Team meetings can seem intimidating. Here are some tips that - if you're not represented or there with an advocate - you should know about ahead of time:

  1. You. You are a member and integral part of that Team. The School is obligated under the law to provide you with notice and an attendance sheet of everyone who will be there. If you cannot make the date they chose, then reschedule. They cannot go ahead without you unless you agree in writing.

  2. Under the law, other members of the Team MUST include: a general education teacher; a special education teacher; a representative of the local educational agency (who is qualified to provide, or supervise the provision of, specially designed instruction to meet the unique needs of children with disabilities; is knowledgeable about the general education curriculum; and is knowledgeable about the availability of resources of the local educational agency - this person must also be able to make decisions as to special education, related services, and specially designed instruction.); and an individual who can interpret the instructional implications of evaluation results, who may be a member of the team described in clauses (ii) through (vi). No one can be excused from the meeting unless you have agreed to their absence at the meeting.

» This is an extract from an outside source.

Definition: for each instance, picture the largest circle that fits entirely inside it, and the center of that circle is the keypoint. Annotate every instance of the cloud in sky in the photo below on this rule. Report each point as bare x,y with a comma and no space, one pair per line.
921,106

  3. There is no set time for an IEP meeting. Remember, it is individualized so how can they all take the same amount of time? If your school district wants to resume before you are ready, say you are not ready and that you were not aware there was a time limit. If they need to adjourn because there is another meeting, then reschedule! Wait until they pick a new date before you leave the room.

  4. Meaningful Participation. You, as a parent of a child with a disability are entitled to participate in your child's IEP process. That means, if you raise a question or concern about your child's education and related services and the school says "we aren't going to discuss that today" or "we don't do that at IEP meetings" then you should be aware that the school is violating your right to meaningfully participate. No need to get adversarial, but under IDEA (Individuals with Disabilities Education Act), your child is entitled to a free and appropriate education (FAPE) including special education and related services to meet your child's unique needs. That includes specially designed instruction, which can and should be discussed at Team meetings.

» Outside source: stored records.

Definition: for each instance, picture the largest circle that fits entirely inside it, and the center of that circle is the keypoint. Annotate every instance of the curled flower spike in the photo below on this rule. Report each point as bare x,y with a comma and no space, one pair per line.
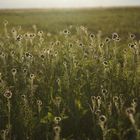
66,32
98,112
39,102
98,97
102,118
5,22
58,100
81,45
130,111
25,71
92,36
42,56
19,38
115,99
105,63
107,40
70,45
104,91
14,71
115,36
131,45
132,36
40,33
23,96
57,120
32,76
135,100
8,94
57,129
101,45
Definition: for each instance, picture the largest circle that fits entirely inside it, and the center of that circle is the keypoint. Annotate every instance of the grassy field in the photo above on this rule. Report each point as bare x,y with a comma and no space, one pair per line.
70,74
111,20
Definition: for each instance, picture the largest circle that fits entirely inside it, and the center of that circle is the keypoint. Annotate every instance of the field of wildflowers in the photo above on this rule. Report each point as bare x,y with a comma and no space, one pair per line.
71,85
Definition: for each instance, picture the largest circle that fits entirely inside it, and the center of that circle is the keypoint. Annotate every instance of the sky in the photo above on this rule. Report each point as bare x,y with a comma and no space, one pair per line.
65,3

  5. Specially Designed Instruction, under the law, relates to the content, methodology, or delivery of instruction for your child's unique needs. Therefore, if your school says for example that they don't want to discuss specific reading tools or approaches for dyslexia (which your child has received a diagnosis for, or has a suspected diagnose for) at the Team meeting, a perfectly valid response would be that the school should: (1) have a member present to discuss specially designed instruction because that's required as part of the Team; (2) methodology is part of the specially designed instruction that needs to be addressed for the special education and related services for your child; and (3) not discussing the specific reading approaches would interfere with your meaningful participation of the process.

  6. When in doubt, ask "Why"? If you feel like something doesn't sound right or if you don't understand something, ask the school to explain it to you. Even better, ask them to write it down for you. Then, you've got the explanation written down and if they're wrong, you've got it in writing for the future if you need it. If they don't have an answer, or they don't have a legal reason to say no, then push on. Again, it doesn't have to be adversarial. However, this is your child and you have the right to advocate zealously on behalf of your child.